In triathlon news my IM training is going pretty well. This past weekend I had a big brick planned for Saturday, 20 mile ride followed by a 20 mile run. The bike went well and I felt strong and then jumped off and felt like I was running well, about 10 min miles with my HR in the mid 130s. The course I chose to run is basically 10 miles uphill and then 10 miles back down, about 750 feet of elevation gain. I thought it would be a good course because, well, frankly I'm sick of doing my long runs in one straight, flat line and I figured I could use some elevation change. As long as I was on the flats I was running around 10s but when I started climbing I was hitting 11s and 12s. The day started heating up around mid run, somewhere in the neighborhood of 90 degrees and I hit my refuel station at mile 12.5. I took about 10 or 15 minutes to top off all water bottles, hit the head (that's restroom for you non-Marine Corps/Navy – Coast Guard? types) and stretch out a little then it was back to the trail. I experienced a stabbing pain in my left knee about three times between miles 13 and 16 and I take that as a sign that I really need a new pair of shoes. It just occurred to me the day before the run that I was probably having some knee pain because I have somewhere over 350 miles on this pair of shoes and I really can't get away with much more than 250 or 300 miles to the pair. Anyhow I was able to finish off the run feeling tired but pretty good and had an average pace of 12:10 per mile including my pit stop and the couple of walk breaks I took to quiet my knee. It is my hope that I can hold a slightly faster pace for IMKY but I'd be happy with a 12:10…actually I'll be happy with anything that involves me running 50% or more of the course.

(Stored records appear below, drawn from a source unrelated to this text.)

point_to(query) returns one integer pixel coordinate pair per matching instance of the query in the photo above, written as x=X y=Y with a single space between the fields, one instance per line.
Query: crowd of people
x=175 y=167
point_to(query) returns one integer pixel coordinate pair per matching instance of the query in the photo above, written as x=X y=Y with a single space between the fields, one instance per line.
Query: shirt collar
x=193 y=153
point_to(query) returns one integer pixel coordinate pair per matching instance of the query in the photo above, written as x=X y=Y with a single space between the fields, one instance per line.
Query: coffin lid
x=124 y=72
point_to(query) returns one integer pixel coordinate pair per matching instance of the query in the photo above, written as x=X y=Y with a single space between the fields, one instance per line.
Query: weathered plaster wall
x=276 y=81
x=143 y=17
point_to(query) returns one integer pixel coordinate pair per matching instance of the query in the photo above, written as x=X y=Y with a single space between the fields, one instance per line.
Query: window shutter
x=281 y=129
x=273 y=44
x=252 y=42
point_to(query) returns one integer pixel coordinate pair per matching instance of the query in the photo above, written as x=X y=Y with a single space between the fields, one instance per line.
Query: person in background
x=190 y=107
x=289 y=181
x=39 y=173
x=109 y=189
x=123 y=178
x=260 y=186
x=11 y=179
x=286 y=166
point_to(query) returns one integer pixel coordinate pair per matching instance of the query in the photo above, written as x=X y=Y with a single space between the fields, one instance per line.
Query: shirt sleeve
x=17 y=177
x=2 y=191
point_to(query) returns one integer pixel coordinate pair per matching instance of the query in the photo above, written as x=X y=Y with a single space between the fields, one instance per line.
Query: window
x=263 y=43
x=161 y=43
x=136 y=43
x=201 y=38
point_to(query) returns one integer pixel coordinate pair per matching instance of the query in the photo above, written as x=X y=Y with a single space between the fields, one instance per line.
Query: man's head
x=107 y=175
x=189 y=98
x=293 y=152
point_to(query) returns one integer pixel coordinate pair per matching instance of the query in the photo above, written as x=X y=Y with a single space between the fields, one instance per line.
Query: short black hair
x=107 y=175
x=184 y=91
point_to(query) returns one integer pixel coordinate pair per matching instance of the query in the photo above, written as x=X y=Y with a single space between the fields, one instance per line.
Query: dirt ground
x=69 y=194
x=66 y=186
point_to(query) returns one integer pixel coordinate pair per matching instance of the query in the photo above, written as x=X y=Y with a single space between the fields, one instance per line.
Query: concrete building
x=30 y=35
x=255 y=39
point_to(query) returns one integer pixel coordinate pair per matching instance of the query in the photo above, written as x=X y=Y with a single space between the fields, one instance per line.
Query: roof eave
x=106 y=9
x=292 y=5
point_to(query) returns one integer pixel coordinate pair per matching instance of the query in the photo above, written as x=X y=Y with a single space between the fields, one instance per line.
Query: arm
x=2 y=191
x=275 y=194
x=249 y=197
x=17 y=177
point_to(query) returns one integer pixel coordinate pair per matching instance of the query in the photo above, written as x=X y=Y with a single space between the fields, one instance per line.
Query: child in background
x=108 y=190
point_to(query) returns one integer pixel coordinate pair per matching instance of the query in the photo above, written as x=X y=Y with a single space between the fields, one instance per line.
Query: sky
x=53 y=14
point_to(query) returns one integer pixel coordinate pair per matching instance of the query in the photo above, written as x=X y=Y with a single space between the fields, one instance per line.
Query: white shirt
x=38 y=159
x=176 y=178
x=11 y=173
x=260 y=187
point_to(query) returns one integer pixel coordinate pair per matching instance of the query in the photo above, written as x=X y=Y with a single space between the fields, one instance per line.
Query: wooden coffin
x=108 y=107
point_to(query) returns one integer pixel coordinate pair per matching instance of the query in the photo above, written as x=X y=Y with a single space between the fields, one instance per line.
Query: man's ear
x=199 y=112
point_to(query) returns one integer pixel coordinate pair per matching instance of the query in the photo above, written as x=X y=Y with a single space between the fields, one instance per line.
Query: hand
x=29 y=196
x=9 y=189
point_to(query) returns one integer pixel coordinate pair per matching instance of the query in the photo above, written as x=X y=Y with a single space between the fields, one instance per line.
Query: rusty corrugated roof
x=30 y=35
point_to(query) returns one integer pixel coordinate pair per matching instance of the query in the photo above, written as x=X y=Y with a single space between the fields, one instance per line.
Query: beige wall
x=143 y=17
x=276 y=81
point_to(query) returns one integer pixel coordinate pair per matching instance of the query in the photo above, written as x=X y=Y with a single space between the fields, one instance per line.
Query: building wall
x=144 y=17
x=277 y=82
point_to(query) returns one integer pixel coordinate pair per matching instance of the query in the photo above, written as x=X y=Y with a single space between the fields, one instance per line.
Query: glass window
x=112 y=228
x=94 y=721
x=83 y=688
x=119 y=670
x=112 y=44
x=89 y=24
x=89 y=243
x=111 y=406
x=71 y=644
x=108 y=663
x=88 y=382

After the brick I iced down and waited upon my lovely bride, we headed home for a shower and nap and then later that afternoon we headed up to Cochiti Lake to take our new tandem Kayak for her maiden voyage. Yea!

Kayaking is one of those things I have wanted to do for years but have just never gotten around to it but I finally said enough is enough and took the plunge. The maiden voyage was quite the experience since the GEEKGRL and I have no idea what we were doing and were simply trying to paddle together…oh, and I had failed to install the RUDDER.

Anywho…we were not exactly paddling straight or efficiently but we got where we wanted to get to. After a while I simply took over the paddling by myself and let the GEEKGRL relax in the bow…I know you are already impressed with my grasp of the nautical.

After about an hour and a half of paddling around the lake a huge storm blew in and the winds picked up and the lake became choppy and we were on the other side of the lake from our car. I kicked it into high gear and started paddling for all I was worth. I got up to pretty good speed and the GEEKGRL bet me I couldn't out run the storm, sort of…she actually said "let's see if you can out run the storm." So there I was paddling like mad with my rudderless tandem kayak bouncing on the chop. Meanwhile the boat was trying desperately to head in a direction I did not want it to go. I started paddling mostly on one side to keep it turning in the direction I wanted it to travel but was having only minimal luck so I began in on using wide sweep strokes, which worked far better, that is until my paddle snapped in two. So there I was in the middle of this lake with a New Mexico gale blowing in and the GEEKGRL counting on me and the two halves of my paddle in either hand.

Without further ado I stuffed one half of the paddle in my cockpit and had at the lake with the remaining half of the paddle and got the job done canoe style. We made it back to shore safely and the rain only started hitting harder once we were ashore where we were greeted by park rangers admonishing us to hurry up and load the boat so they could lock up the park entry gates.

From time to time I have thought of myself as the Homer Simpson of triathlon and now it looks as if I'm off to a banner start with the sport of Kayaking. I can only say that I am glad I have such a brave wife who will put up with my antics with only a modicum of exasperation.

Sunday was far less exciting. The GEEKGRL and I hit the road for an easy 60 mile ride and then went home to lounge…oh, that is after I went to REI to return said un-trusty paddle.

One more week of high volume training and then it's taper time…YEA!